Mattis Erupts Over Niger Inquiry and Army Revisits Who Is to Blame

The slow pace of accountability has infuriated Mr. Mattis, who officials say is dissatisfied with the punishments given largely to junior officers. The reprimands were first reported by The Times after a longer Times investigation into the ambush. The only senior officer to receive a letter of reprimand so far is Maj. Gen. Marcus Hicks, the head of Special Operations forces in Africa, who was already planning to retire.

The delays have led to recriminations within the military’s individual fiefs. Army Gen. Tony Thomas, the leader of Special Operations Command — which includes Green Berets, Navy SEALs and other American commandos around the world — has complained that his troops have been singled out for fault. He has also leveled criticism that Pentagon leaders are protecting United States Africa Command, which oversees missions across the continent.

In a memo to Mr. Mattis on Oct. 1, General Thomas blamed bad relations between Africa Command and the last commander of American commandos in Africa, Brig. Gen. Donald C. Bolduc, as one reason for the failed mission. The memo, obtained by The Times, said the internal tensions had “hindered the ability of commanders, at both levels, to understand, communicate, assess and mitigate risk as events transpired” in October 2017.

Animosity erupted during the video conference at the Pentagon last month between Mr. Mattis; Gen. Mark A. Milley, the Army chief of staff; Mark Esper, the Army secretary; Owen West, the military’s top civilian Special Operations policy official; and Paul C. Ney Jr., the Pentagon general counsel. General Thomas called in from his headquarters at MacDill Air Force Base in Tampa.

Mr. Mattis wasn’t the only one angry, Defense Department officials said. Army officials complained to aides that Mr. Mattis and Marine Gen. Joseph F. Dunford Jr., the chairman of the Joint Chiefs of Staff, had contributed to the morass by allowing Africa Command, whose leader, Gen. Thomas D. Waldhauser, is also a Marine, to essentially investigate itself by appointing General Waldhauser’s own chief of staff, Maj. Gen. Roger L. Cloutier Jr., to conduct the inquiry.

The blowback from the video conference was almost immediate. Maj. Gen. Edwin J. Deedrick Jr., the officer in charge of administering internal punishments, was quickly told by Army leaders to re-examine some of the reprimands from the investigation.
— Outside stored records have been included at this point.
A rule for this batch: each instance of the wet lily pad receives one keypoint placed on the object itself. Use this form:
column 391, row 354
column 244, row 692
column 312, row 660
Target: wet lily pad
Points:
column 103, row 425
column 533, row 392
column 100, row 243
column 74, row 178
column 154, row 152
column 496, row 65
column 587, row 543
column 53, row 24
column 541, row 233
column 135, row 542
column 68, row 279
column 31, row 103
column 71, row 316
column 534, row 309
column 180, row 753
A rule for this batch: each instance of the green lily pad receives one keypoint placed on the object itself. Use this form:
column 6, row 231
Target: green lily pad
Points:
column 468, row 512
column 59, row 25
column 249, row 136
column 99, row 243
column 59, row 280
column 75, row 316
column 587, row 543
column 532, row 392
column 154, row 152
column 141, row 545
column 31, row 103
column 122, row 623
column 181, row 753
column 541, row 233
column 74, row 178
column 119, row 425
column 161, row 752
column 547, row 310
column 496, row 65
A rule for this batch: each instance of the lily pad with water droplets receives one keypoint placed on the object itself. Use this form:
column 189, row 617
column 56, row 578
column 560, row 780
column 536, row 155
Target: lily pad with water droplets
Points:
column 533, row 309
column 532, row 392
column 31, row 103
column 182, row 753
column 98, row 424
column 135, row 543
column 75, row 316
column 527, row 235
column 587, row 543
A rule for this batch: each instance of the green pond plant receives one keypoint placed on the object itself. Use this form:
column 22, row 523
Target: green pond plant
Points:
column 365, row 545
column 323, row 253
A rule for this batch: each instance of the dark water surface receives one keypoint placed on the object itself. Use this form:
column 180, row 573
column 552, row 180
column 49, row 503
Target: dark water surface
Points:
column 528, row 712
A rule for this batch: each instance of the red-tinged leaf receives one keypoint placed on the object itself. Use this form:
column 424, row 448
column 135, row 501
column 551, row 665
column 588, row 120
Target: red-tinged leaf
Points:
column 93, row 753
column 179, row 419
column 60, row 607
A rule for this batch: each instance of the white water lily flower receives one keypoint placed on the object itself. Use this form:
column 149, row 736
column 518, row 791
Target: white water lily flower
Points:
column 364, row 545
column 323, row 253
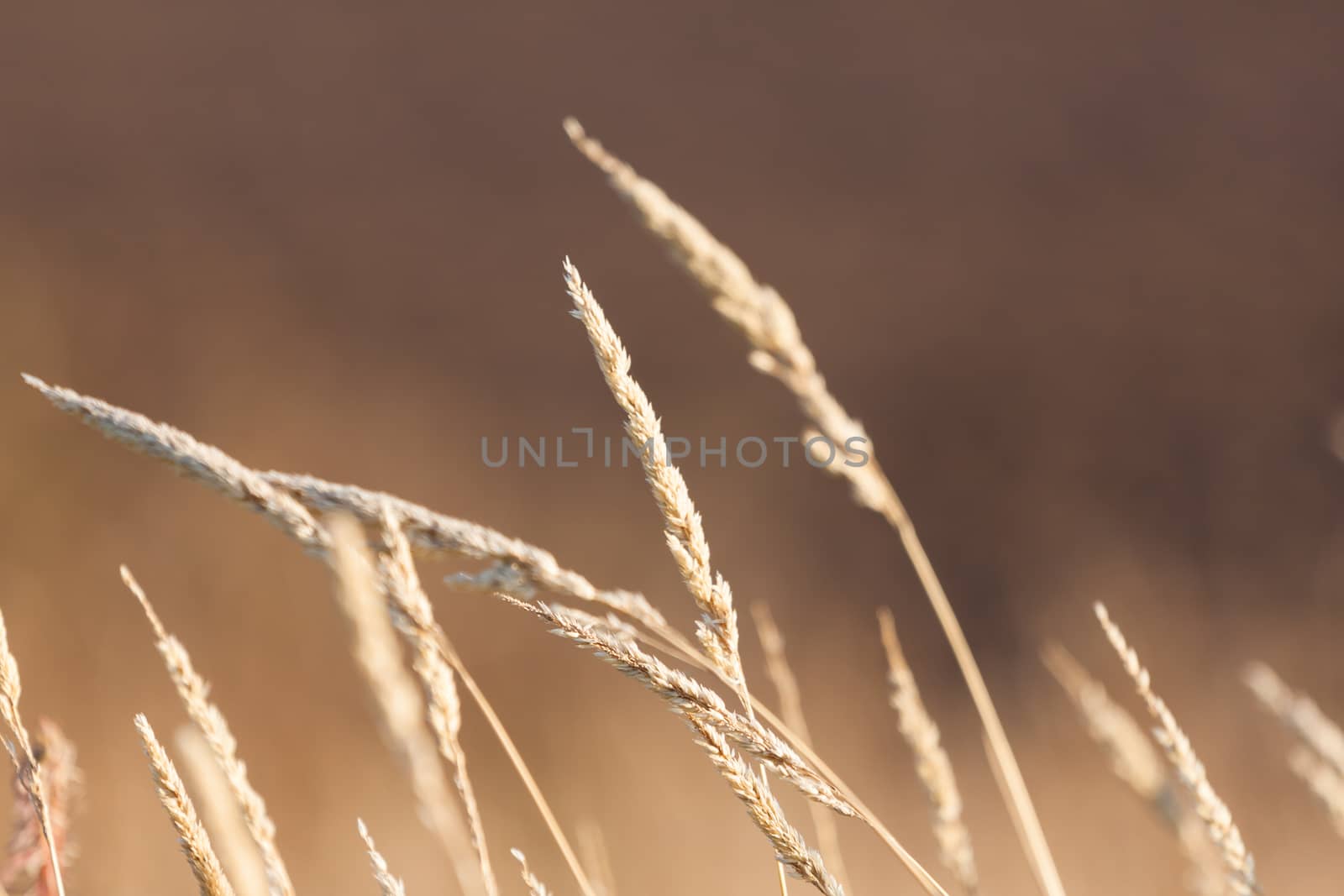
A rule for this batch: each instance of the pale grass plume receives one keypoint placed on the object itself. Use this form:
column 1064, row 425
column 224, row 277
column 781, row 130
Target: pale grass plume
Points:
column 29, row 868
column 437, row 680
column 777, row 349
column 1218, row 819
column 289, row 501
column 1299, row 714
column 181, row 813
column 1132, row 755
column 696, row 703
column 790, row 708
column 933, row 766
column 252, row 488
column 22, row 754
column 517, row 567
column 221, row 813
column 202, row 463
column 1324, row 782
column 400, row 703
column 718, row 626
column 534, row 884
column 387, row 884
column 194, row 694
column 753, row 790
column 1137, row 762
column 702, row 705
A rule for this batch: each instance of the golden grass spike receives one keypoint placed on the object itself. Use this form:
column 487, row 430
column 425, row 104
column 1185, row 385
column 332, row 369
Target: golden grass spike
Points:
column 222, row 815
column 1218, row 819
column 192, row 833
column 387, row 884
column 754, row 793
column 20, row 752
column 401, row 705
column 932, row 761
column 1137, row 762
column 530, row 567
column 779, row 351
column 194, row 694
column 436, row 674
column 1326, row 783
column 199, row 461
column 534, row 884
column 701, row 705
column 29, row 866
column 790, row 707
column 718, row 629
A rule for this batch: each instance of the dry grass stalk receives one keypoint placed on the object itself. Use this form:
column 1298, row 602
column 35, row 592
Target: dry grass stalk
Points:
column 932, row 761
column 289, row 499
column 1126, row 743
column 1136, row 761
column 698, row 703
column 597, row 860
column 226, row 474
column 790, row 707
column 22, row 754
column 221, row 813
column 199, row 461
column 517, row 569
column 436, row 674
column 387, row 884
column 1324, row 781
column 718, row 626
column 754, row 792
column 777, row 349
column 702, row 705
column 1299, row 714
column 1218, row 819
column 192, row 833
column 29, row 872
column 534, row 884
column 401, row 707
column 194, row 694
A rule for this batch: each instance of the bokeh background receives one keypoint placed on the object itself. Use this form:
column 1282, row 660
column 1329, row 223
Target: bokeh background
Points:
column 1074, row 265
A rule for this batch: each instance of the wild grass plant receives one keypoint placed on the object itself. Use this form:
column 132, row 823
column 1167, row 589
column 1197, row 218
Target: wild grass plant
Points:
column 418, row 681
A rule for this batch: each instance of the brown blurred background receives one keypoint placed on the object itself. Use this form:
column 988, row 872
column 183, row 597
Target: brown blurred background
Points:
column 1074, row 265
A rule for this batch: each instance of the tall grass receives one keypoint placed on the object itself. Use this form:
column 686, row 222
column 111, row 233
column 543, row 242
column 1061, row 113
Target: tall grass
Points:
column 371, row 540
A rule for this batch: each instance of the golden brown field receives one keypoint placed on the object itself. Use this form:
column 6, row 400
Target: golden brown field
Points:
column 1072, row 271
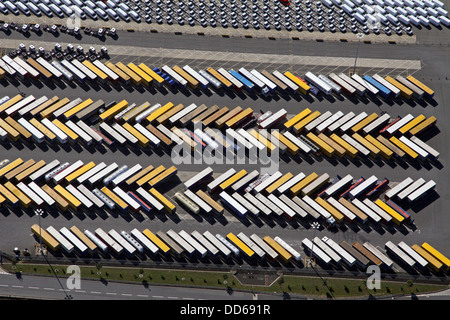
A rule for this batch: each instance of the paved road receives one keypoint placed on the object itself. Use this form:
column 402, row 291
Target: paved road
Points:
column 56, row 288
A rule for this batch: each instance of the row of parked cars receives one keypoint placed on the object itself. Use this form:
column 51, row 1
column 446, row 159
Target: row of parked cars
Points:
column 308, row 15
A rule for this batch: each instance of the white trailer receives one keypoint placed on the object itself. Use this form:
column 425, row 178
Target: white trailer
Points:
column 421, row 262
column 396, row 251
column 291, row 182
column 41, row 172
column 297, row 256
column 324, row 125
column 365, row 84
column 378, row 210
column 213, row 251
column 346, row 257
column 65, row 244
column 380, row 255
column 317, row 82
column 201, row 250
column 341, row 122
column 277, row 211
column 291, row 204
column 335, row 187
column 283, row 206
column 219, row 245
column 153, row 249
column 410, row 189
column 398, row 188
column 350, row 216
column 322, row 245
column 299, row 143
column 333, row 85
column 85, row 176
column 366, row 210
column 91, row 196
column 248, row 242
column 316, row 251
column 257, row 203
column 421, row 192
column 368, row 183
column 82, row 248
column 396, row 126
column 377, row 123
column 313, row 124
column 346, row 126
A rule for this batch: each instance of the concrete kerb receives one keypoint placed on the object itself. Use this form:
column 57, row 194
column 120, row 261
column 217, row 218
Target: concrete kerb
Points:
column 218, row 31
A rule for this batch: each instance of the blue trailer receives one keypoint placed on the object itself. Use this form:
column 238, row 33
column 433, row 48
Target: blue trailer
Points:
column 166, row 77
column 383, row 91
column 247, row 84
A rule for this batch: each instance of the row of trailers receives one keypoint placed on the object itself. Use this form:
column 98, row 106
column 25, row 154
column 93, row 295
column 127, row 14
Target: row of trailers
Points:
column 262, row 82
column 75, row 186
column 206, row 246
column 292, row 196
column 362, row 134
column 130, row 119
column 182, row 244
column 360, row 255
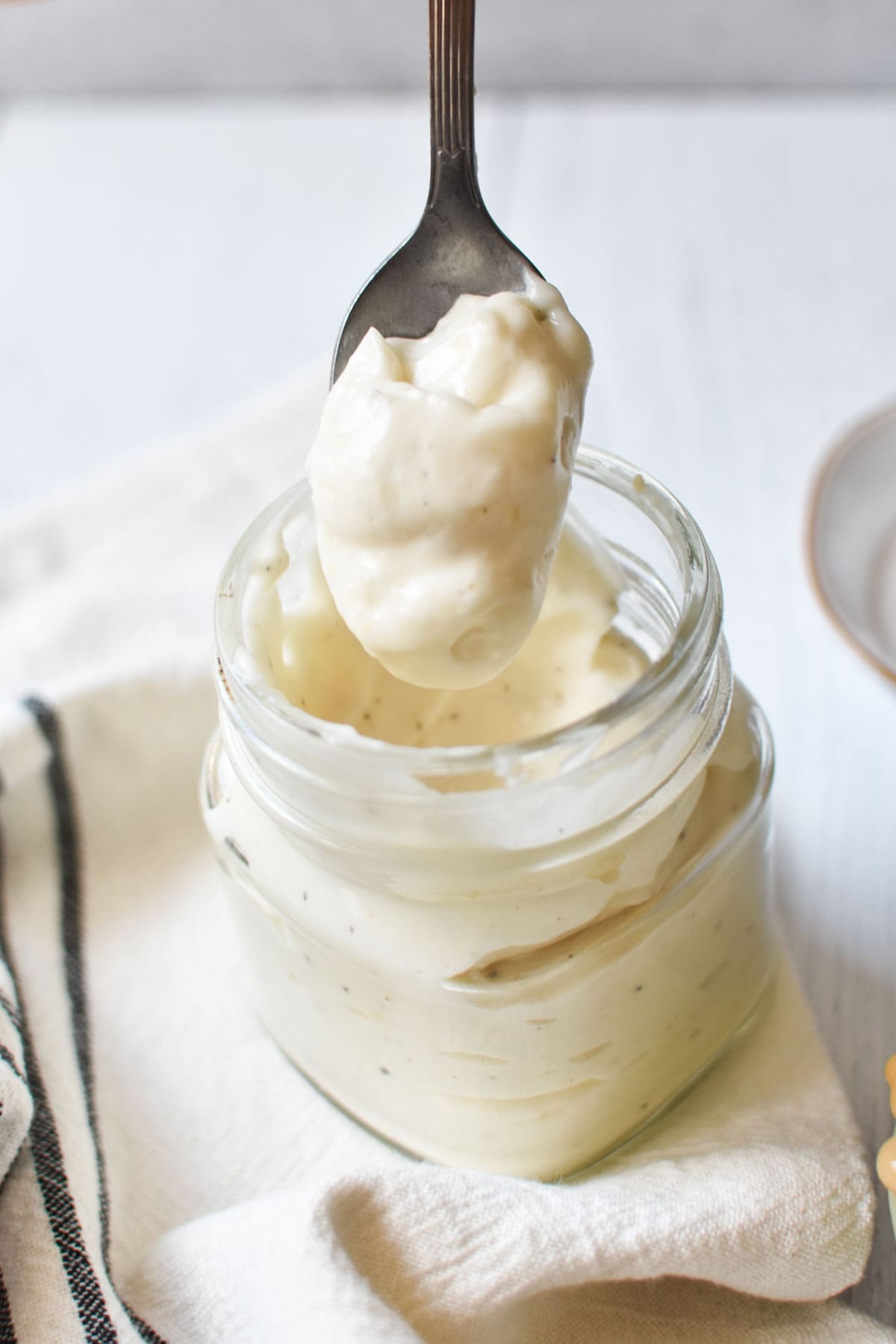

Included in the initial batch of reprimands was one for Captain Perozeni, the leader of the team in Niger that came under attack. Africa Command leaders singled out Captain Perozeni and another junior officer in the early public accounting of the ambush for having “mischaracterized” the mission in a preliminary planning document sent to superiors as a trip to meet with tribal leaders, not a counterterrorism effort.